Perfunctory & Deliberate Practice

It is often said that to become expert at something, you have to repeat it 10,000 times. However, no one mentions the quality of the practice. Although it is valuable to simply repeat a kata or a waza again and again, a mindful, more deliberate practice will produce greater mastery, and I suspect, with fewer repetitions—perhaps only 9,827.

Kidding aside, ask yourself how many people actually practice their martial techniques deliberately? Certainly, when preparing for exam, training partners get together and concentrate on what they have learned because they know they have to demonstrate before their seniors who know more. That is, they do deliberate practice. But, for the most part, if Sensei says the goal is 10,000 repetitions of Bassai-dai, for example, they figure that class attendance will eventually take care of that. Let’s do the math. Let’s say you did Bassai-dai twice each class and attended three classes a week, 50 weeks a year. That would mean 300 Bassai-dai kata per year. In 30 years, you would be approaching 9000 of these kata. Is the “10,000” number too big, or is our idea of how to repeat the kata too limited?

That magic “10,000” number has been used in many fields of endeavor—music, sports, and many other skills. Is it only a fictitious number used casually to mean “a whole bunch”?

Being a meticulous dude and having graduated from a university in which I was encouraged to study my subjects in a way that would prepare me to understand the subject rather than simply pass the exam, I looked upon my martial arts studies in the same way. I studied both the USJF and USJA syllabi of Judo, even re-categorizing the techniques so that they made more sense to me. I practiced my Hakkoryu Ju-jutsu mentally by comparing Aikido techniques and trying to see which waza were more practical.

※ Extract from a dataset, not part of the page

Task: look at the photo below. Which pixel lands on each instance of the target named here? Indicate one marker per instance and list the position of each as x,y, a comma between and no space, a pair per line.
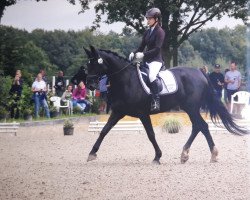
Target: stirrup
155,106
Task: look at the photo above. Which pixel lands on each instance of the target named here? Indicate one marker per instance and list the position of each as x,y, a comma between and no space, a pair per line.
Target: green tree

I not only practiced my karate kata but also familiarized myself with similar kata from other lineages and searched for applications in their movements. In other words, I practiced mindfully and deliberately with mental study at the root of my physical training. I may have performed 10,000 Bassai-dai by now, but there are many kata that I have practiced much fewer times and yet I feel I understand them well because of my deliberate practice, not only of karate but also of my other arts.

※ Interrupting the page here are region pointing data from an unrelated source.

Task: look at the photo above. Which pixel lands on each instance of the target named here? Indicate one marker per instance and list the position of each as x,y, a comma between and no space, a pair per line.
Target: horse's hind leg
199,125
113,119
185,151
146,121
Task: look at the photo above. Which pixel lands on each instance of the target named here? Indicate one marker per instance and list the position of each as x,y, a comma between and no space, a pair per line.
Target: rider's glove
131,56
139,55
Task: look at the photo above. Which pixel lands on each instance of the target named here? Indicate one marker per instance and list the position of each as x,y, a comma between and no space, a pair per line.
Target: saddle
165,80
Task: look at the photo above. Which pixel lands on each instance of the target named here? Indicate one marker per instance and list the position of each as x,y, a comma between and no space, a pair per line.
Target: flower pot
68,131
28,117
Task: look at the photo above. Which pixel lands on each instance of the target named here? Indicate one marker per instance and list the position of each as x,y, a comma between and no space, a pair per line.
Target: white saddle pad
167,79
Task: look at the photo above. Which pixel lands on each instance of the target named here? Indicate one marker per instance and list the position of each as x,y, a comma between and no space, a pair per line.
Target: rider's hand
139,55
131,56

There is no doubt that when I am tired or want just a physical warm up, I will engage in perfunctory practice, but for the most part, I have engaged in and still engage in a mixture of study and training that is far more deliberate, I believe, than the majority of students or teachers in most martial arts. Before my arm gets tired patting myself on the back, I must say that a number of my martial arts friends have done and continue to do the same. They are not just perpetual students, they are also perpetual teachers, and their star students are themselves.

Think of what it means to practice deliberately. Does it not suggest that your mind is engaged? If your mind is engaged, aren’t you constantly observing, evaluating, correcting, adjusting, and repeating the process? Isn’t that what a teacher does?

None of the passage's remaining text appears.